The other important thing to know about the PPC bidding strategy is the bidding strategy’s functionality. The pros and cons are also playing a vital role in bidding.
Once you get familiar with these three points, you can use a bidding strategy according to your need.
Bidding Strategies are Divided Into Three Prominent Families:
The first one is smart bidding which is a conversion-based strategy; the second is Auto bidding and is a function-based strategy, and the last one is manual that is human-based.
Let us now analyze each bidding strategy and list its positive and negative effects.
Portfolio Biding Strategy
A portfolio bid is an automated PPC bidding strategy that can help you optimize bid across multiple campaigns. As a result, you can reach your goals and change your bidding strategies for all your campaigns in a single place. With the portfolio bid tool, you can save your precious time in planning other vital strategies.

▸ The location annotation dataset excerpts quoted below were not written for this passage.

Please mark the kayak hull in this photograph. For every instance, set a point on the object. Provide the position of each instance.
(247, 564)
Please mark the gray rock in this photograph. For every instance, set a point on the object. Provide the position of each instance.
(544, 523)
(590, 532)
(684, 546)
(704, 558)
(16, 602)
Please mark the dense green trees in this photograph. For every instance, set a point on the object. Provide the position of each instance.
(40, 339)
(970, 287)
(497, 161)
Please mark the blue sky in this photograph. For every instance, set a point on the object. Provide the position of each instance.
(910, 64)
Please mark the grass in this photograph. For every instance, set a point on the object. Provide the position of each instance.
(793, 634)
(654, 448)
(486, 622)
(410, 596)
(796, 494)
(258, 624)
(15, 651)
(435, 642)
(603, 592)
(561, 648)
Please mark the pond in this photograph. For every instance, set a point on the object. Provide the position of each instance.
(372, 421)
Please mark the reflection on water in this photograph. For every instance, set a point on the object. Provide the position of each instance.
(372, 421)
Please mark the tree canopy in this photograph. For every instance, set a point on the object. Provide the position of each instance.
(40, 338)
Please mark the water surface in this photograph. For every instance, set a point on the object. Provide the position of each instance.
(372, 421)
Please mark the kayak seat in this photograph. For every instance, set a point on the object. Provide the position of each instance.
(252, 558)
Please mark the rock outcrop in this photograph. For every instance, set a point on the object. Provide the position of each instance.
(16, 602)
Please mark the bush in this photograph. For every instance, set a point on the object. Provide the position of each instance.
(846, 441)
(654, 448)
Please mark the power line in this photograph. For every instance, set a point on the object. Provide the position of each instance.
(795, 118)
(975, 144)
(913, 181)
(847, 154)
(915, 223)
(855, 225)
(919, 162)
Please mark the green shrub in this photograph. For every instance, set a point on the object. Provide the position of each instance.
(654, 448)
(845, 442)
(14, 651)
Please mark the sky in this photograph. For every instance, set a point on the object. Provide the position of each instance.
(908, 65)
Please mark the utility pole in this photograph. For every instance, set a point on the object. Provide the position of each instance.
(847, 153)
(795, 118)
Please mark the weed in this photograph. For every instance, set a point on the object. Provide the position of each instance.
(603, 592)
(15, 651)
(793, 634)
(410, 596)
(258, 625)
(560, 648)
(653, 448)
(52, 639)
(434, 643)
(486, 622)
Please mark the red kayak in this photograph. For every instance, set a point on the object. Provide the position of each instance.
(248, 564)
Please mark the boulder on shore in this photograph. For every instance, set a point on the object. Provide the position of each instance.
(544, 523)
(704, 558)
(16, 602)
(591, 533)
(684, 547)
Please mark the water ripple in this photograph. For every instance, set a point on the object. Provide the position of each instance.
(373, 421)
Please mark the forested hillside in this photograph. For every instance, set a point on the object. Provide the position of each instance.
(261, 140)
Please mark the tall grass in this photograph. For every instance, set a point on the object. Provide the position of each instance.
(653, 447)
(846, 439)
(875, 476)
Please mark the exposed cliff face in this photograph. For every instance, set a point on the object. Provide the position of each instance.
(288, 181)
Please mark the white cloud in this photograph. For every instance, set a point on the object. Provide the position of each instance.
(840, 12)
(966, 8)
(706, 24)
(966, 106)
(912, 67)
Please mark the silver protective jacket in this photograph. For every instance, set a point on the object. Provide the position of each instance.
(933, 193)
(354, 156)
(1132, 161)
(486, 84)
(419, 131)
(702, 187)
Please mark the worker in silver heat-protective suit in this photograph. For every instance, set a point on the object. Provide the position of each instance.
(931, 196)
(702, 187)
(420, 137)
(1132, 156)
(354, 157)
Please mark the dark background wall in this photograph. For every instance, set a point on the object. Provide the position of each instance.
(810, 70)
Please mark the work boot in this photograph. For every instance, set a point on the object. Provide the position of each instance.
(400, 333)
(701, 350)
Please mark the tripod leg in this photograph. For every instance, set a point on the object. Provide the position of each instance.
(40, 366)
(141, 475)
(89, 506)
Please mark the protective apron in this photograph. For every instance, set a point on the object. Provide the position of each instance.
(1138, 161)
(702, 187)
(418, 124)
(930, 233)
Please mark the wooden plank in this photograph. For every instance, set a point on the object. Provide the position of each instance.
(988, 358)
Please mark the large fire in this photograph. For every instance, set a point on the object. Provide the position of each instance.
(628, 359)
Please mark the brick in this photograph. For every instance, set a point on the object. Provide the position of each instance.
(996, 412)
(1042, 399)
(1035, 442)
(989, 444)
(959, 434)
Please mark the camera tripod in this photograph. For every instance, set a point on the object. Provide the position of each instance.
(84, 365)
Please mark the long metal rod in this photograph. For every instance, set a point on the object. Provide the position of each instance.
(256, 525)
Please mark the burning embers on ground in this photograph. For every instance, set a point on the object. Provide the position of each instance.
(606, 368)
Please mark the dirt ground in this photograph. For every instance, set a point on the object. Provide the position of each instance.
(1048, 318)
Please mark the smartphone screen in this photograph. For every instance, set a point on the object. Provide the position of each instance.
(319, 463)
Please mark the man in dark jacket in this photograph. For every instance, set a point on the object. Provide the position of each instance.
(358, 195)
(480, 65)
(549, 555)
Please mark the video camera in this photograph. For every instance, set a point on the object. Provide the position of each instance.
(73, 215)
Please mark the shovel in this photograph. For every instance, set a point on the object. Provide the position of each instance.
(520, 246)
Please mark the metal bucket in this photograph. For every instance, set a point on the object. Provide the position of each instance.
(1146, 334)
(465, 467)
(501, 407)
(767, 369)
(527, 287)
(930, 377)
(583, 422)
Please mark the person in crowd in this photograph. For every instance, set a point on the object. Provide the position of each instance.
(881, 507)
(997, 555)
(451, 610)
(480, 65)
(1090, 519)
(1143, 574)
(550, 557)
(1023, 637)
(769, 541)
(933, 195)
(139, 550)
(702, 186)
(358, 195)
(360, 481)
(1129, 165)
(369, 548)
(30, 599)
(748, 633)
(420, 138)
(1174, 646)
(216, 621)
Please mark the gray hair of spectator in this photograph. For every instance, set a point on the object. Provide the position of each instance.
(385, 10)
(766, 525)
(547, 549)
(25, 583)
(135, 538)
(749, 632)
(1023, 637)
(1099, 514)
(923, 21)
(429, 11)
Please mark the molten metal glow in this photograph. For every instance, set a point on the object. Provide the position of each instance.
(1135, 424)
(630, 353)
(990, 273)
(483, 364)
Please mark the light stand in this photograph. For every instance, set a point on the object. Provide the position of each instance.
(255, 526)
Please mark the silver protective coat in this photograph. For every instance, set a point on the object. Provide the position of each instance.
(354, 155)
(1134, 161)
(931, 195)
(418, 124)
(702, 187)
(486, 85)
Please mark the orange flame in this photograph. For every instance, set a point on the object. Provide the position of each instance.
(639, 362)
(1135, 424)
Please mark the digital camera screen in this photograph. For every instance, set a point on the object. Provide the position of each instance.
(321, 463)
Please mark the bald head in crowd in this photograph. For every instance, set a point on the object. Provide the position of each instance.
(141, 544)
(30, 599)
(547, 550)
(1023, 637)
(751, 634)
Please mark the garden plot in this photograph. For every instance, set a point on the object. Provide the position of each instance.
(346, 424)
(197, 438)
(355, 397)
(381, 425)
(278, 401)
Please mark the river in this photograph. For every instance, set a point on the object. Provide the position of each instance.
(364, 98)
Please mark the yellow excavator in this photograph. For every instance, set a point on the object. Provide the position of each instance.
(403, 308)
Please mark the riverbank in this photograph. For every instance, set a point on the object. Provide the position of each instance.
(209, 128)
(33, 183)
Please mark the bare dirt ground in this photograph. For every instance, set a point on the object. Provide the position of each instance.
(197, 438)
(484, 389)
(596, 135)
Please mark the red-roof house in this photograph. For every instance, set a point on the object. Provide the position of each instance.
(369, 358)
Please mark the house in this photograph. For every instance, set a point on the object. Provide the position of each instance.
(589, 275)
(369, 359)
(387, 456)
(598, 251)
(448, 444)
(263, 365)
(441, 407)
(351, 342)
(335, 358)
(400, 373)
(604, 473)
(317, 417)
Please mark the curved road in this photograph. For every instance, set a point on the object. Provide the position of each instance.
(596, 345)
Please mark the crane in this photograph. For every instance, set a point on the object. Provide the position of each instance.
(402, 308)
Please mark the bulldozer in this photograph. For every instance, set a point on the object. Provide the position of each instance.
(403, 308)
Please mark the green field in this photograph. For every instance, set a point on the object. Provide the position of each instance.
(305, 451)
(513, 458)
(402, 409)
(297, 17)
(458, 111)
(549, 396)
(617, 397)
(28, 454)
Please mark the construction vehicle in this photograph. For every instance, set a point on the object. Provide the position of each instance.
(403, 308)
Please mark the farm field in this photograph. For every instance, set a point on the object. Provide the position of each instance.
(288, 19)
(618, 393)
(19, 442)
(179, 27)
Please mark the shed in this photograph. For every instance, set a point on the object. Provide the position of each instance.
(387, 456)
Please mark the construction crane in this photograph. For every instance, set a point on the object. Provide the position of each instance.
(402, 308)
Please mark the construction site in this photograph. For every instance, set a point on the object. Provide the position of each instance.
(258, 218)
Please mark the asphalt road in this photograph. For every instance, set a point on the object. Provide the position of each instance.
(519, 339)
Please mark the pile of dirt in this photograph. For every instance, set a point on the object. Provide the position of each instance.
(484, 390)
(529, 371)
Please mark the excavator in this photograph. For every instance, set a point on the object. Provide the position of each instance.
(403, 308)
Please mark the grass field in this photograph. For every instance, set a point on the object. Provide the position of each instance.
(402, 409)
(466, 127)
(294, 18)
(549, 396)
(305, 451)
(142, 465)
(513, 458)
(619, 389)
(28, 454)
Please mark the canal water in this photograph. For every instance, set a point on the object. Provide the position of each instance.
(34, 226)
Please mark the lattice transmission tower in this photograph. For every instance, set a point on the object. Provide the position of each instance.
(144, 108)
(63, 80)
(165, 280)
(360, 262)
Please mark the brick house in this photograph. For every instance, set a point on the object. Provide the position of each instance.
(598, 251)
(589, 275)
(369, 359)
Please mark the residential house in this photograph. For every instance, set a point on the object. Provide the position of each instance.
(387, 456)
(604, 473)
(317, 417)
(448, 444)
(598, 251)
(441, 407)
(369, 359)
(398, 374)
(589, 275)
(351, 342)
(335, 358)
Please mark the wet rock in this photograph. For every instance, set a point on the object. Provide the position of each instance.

Here are some of the important functions of portfolio bid strategy:
- The most important role of a portfolio bid is to maximize clicks on your website according to your set budget.
- You can add the target CPA rule in the portfolio bid strategy that gives you more control over your automated bidding.
- You can target return on ad spend(ROAS), as it helps you to receive high conversion value.
Pros of Portfolio Bidding Strategy
- The comprehensive reporting for all campaigns sharing the portfolio bid strategy is convenient and efficient from all these strategies.
- This strategy also allows you to set a maximum cost per click.
Cons of Portfolio Bidding Strategies
- Maximize conversions and maximize conversion value bid strategies are barely performing in campaigns.
- You can not set a maximum cost per click limit with these new strategies.
The target cost-per-action strategy is suitable for a legacy campaign, but it is not useful for exploring new services or fresh accounts.
The Target CPA approach allows google Ads to use the set daily budget that automatically sets bids while driving as many conversations as possible at the requested CPA. Some conversions as possible at the requested CPA. Some modifications may cost more or less than your target.
Pros of Target CPA
- Target CPA can be set at either the campaign or portfolio level, which means there will be no individual types of keyword bidding strategy for you to adjust.
- Minimum 60 days of conversion tracking and campaign running are recommended to hit the CPA.
- Minimum 15 conversions are suggested for the learning phase.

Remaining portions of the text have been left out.